As Ello can appreciate, cultures that use rice as the core of the meal
have hundreds of local variations to each dish.
I've had three variations of this dish from three different places within a block of where I live.
Can't say which I prefer, they are all good.
Served with naan (flat bread), and often lubiya-e tond (spicy beans),
kofta (afghan meatballs) and assorted morcha-e tond (hot peppers).
Kabul has its own variation called Kabuli Palau where the meat ingredient is gosht-e murgh (chicken),
but sheep fat is still used to sear the chicken and add flavor.
They almost never eat plain rice, it is usually in some sort of palau.


Ello said...

HA HA!!! You killed me with the vomit gravy and the vulture wings. I snorted water up my nose. Seriously! Now my eye is watering. I don't get that.

Hey at least you get fresh fruit! And is the beef really beef? I love that you took pictures of it for me!! I'm so enjoying it! And that Palau looks amazing! I got really hungry looking at that (not so much the other stuff!) And I adore Naan! I just love one plate rice dishes like that! The only thing that would throw me is the raisins. I would find that odd in rice that was savory and not sweet. But the rest of the dish sounds terrific. Do you put hot sauce on that too? You know there was a time where I would carry a little bottle of tabasco in my purse to liven up food anywhere I went. Nowadays most establishments will have hot sauce, but I actually think it is more of a recent trend.

Ok - loved this post!

J. L. Krueger said...


The raisins help to reduce the muttony flavor I think. It really does work me.
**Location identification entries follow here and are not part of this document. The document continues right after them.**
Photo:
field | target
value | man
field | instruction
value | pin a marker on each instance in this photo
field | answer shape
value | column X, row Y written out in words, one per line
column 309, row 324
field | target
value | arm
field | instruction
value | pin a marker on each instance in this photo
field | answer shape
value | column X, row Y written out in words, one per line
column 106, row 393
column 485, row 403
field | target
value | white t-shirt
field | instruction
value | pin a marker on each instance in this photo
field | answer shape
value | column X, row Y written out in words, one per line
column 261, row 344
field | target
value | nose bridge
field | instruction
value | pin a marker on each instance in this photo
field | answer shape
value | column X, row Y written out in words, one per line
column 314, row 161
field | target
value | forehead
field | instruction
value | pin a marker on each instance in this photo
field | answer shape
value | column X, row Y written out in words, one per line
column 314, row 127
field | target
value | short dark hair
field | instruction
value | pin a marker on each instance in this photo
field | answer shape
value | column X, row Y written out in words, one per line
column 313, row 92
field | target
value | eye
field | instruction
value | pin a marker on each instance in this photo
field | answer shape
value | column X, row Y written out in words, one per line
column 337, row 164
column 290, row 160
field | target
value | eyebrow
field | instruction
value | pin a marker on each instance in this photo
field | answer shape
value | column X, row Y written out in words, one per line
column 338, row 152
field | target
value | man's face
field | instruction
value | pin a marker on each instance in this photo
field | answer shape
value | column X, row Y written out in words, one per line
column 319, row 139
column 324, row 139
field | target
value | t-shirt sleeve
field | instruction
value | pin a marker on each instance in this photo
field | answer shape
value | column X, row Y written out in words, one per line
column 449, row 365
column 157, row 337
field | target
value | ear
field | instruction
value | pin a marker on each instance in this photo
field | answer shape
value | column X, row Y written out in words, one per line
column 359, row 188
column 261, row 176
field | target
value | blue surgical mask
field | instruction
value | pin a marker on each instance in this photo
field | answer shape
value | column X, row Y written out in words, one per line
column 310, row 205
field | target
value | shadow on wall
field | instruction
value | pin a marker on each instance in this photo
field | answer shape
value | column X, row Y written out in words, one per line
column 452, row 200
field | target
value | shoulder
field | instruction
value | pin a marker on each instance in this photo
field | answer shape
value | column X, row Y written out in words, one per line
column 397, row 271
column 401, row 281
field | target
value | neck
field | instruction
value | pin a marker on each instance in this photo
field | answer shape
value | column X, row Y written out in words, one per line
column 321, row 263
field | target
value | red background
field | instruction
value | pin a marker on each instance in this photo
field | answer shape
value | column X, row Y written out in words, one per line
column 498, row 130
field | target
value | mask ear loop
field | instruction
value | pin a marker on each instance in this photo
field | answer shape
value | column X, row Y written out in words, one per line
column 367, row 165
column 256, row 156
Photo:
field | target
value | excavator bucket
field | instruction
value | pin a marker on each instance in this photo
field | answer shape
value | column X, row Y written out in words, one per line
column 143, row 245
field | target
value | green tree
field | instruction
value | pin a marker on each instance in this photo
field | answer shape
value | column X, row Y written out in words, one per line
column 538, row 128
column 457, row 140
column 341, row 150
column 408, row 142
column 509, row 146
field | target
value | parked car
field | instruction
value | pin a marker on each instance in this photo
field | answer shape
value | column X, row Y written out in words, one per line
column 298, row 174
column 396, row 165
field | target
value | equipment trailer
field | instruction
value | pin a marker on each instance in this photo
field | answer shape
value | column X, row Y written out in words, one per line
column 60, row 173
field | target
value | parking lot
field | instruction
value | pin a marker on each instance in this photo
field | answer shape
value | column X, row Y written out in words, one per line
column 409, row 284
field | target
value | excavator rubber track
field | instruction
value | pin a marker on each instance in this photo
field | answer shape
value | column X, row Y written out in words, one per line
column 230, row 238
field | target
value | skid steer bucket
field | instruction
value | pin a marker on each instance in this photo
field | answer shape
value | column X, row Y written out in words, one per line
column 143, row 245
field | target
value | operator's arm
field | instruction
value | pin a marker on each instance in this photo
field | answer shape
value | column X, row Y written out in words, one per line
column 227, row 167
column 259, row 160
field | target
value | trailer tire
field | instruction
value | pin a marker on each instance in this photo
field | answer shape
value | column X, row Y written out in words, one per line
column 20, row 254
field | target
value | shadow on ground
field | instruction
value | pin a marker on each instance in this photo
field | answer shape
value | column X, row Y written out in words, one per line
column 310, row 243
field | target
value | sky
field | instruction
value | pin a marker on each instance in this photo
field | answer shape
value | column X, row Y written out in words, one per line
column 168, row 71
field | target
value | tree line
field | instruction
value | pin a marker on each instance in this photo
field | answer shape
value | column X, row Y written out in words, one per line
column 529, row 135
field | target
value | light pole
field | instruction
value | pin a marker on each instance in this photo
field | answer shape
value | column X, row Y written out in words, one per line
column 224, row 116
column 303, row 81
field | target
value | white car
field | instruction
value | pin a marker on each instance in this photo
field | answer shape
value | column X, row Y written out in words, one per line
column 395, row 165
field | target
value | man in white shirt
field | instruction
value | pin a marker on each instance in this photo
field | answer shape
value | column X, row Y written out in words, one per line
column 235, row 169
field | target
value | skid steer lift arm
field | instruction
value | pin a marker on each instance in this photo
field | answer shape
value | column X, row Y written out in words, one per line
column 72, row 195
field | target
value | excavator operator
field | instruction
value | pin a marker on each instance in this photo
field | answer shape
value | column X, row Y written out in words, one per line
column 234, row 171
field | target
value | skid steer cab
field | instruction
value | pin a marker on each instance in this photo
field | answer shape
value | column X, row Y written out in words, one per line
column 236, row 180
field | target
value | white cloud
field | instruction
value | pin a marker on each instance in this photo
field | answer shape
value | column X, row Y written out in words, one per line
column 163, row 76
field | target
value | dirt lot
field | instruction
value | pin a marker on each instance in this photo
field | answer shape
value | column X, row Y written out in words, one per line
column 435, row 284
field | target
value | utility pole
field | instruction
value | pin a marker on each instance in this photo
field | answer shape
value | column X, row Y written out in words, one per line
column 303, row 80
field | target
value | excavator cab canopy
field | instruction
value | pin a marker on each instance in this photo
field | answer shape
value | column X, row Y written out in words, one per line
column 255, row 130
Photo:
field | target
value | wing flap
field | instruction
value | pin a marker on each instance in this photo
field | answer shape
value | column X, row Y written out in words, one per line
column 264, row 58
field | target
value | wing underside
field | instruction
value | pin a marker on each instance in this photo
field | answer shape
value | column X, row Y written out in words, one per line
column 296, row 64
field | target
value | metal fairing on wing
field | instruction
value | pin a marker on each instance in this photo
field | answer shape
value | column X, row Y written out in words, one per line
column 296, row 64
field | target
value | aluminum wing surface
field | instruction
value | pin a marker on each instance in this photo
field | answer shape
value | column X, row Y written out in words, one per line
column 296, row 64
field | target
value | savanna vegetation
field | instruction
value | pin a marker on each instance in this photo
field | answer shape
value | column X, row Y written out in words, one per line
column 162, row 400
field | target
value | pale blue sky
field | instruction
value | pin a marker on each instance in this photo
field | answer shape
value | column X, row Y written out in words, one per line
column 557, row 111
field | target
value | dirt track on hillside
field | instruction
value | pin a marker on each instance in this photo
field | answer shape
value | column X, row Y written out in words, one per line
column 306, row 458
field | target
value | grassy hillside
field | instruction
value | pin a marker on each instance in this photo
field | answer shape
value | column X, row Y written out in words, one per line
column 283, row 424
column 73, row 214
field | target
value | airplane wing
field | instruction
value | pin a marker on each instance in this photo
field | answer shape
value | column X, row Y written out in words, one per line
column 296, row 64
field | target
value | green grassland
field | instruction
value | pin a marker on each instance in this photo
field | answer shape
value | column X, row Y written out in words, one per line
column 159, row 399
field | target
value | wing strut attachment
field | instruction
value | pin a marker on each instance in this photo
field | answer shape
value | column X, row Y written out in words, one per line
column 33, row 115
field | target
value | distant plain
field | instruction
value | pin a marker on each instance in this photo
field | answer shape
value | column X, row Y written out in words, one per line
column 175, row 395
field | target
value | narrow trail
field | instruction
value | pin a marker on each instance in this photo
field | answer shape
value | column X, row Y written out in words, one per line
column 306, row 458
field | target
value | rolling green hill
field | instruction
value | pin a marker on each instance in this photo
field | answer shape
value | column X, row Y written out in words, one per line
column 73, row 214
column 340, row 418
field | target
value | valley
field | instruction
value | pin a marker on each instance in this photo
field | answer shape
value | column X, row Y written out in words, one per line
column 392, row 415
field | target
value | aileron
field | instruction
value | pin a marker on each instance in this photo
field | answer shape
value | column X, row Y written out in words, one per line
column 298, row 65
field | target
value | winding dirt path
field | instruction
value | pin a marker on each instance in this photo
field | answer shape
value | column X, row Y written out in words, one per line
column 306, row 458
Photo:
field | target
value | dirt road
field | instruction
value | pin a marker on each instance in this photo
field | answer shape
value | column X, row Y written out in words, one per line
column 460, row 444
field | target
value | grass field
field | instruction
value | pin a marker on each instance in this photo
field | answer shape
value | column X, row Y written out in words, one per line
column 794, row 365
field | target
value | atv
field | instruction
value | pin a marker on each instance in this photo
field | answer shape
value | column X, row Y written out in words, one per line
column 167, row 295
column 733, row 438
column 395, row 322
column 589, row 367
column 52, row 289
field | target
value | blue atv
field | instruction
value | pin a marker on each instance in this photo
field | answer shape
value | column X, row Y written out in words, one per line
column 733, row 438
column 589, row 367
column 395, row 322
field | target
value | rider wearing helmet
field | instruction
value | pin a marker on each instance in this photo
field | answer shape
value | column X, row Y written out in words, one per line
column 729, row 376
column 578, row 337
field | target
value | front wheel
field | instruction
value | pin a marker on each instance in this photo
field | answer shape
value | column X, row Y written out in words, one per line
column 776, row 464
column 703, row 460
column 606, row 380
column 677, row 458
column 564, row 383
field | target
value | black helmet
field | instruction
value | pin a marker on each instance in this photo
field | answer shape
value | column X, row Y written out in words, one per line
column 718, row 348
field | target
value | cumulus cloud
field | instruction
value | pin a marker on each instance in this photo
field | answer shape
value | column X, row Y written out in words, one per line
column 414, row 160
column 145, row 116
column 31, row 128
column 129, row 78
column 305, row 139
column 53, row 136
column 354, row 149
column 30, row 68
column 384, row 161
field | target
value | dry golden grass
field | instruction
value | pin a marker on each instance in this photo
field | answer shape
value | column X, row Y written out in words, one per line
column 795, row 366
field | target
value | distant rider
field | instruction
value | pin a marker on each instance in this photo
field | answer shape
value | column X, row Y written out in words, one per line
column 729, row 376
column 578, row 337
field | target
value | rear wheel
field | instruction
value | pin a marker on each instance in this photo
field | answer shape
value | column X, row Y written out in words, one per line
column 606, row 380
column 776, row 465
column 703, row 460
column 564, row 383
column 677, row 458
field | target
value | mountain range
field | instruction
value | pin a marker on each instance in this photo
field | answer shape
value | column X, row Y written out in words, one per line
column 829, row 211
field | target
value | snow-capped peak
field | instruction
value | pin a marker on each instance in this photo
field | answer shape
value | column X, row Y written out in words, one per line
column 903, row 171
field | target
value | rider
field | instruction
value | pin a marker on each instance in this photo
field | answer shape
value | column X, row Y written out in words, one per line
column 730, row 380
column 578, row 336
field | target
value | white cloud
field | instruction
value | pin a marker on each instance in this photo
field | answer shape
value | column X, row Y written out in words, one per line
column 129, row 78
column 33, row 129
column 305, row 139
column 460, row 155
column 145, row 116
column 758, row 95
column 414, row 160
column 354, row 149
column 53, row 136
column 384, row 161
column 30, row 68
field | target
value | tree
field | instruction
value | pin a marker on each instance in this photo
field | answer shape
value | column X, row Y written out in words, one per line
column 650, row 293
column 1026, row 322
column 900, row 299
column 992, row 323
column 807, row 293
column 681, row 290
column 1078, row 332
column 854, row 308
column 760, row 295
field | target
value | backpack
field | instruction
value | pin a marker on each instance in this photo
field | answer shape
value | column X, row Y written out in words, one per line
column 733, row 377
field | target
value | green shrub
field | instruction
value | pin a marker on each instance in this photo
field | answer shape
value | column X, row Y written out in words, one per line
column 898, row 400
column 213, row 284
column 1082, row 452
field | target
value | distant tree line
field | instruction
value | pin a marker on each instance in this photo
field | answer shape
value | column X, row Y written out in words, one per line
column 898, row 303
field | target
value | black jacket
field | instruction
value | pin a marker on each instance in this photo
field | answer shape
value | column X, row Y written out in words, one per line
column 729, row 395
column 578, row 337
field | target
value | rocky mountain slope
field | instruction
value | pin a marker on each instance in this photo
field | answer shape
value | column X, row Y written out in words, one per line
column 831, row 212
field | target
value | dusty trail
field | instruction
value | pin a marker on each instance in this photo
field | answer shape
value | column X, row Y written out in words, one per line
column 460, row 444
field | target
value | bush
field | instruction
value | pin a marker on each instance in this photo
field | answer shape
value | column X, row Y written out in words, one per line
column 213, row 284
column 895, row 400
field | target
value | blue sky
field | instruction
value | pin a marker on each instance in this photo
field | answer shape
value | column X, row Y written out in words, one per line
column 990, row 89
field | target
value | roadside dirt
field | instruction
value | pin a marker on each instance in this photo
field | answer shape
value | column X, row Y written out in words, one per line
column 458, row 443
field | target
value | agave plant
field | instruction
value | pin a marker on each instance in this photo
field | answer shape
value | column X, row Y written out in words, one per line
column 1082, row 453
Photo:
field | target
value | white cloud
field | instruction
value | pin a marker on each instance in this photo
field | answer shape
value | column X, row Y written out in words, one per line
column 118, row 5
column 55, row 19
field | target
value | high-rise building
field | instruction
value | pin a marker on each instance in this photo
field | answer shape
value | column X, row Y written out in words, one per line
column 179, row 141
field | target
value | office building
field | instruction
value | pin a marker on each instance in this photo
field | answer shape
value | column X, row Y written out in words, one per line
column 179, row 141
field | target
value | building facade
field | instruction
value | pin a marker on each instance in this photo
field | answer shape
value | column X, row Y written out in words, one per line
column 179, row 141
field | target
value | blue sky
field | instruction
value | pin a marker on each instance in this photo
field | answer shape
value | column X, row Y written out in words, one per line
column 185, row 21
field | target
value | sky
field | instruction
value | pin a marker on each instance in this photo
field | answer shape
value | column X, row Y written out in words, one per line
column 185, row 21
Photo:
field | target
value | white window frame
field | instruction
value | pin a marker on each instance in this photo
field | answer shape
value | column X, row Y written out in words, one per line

I usually chop up the hot peppers and stir them into the palau, so no hot sauce needed.

I like food with a zing!

preTzel said...

I'm hungry now. That tomato salad actually sounded palatable. Maybe. Heh.

Vodka Mom said...

well, if only you were here to write a commentary on the meals in our cafeteria - i might actually lose some weight!!

The Muse said...

Ewwww, I mean, Yummy! I bet you can't wait to get home for a good home cooked meal!

I remember my father talking about meals in the mess hall on occasion. His favorite thing to talk about was the SOS. You biscuit and gravy reference reminded me of that.

Have a great weekend J.L.

J. L. Krueger said...


Actually the tomato salad was quite good that day.

Vodka Mom,

Military types are always critical of the mess hall food, no matter how good it is. The food is filling and if I ate dinner, I'd be gaining weight!


I'm sure the gravy recipe has not changed since WWI. It certainly has not changed in all the years I've eaten Army food!

Bernita said...

~grinning over vulture wings~
At least it's not MREs.
I remember MRE's were described during the Gulf War as "Meals Refused by Ethiopeans."

Thank you for the shot of Afghan food.
Just got an email from my child saying her DFAC meals were excellent.

J. L. Krueger said...


The MRE's are better than back in Desert Storm, but "real" food is by far preferable.

What was on my plates in the pictures is a tiny fraction of what is available at each meal. For example, I always pass on the wealth of fresh-baked pastries in the difficult as that can be.

They do a much better job on food these days than when I was a Lieutenant.

Barbara Martin said...

Interesting food dishes, and thanks for sharing them. I have wondered many times what kind of food people eat in foreign countries.

J. L. Krueger said...


One of the best parts of a lifelong career with the Army has been getting paid trips to faraway places...where I can eat all sorts of different foods.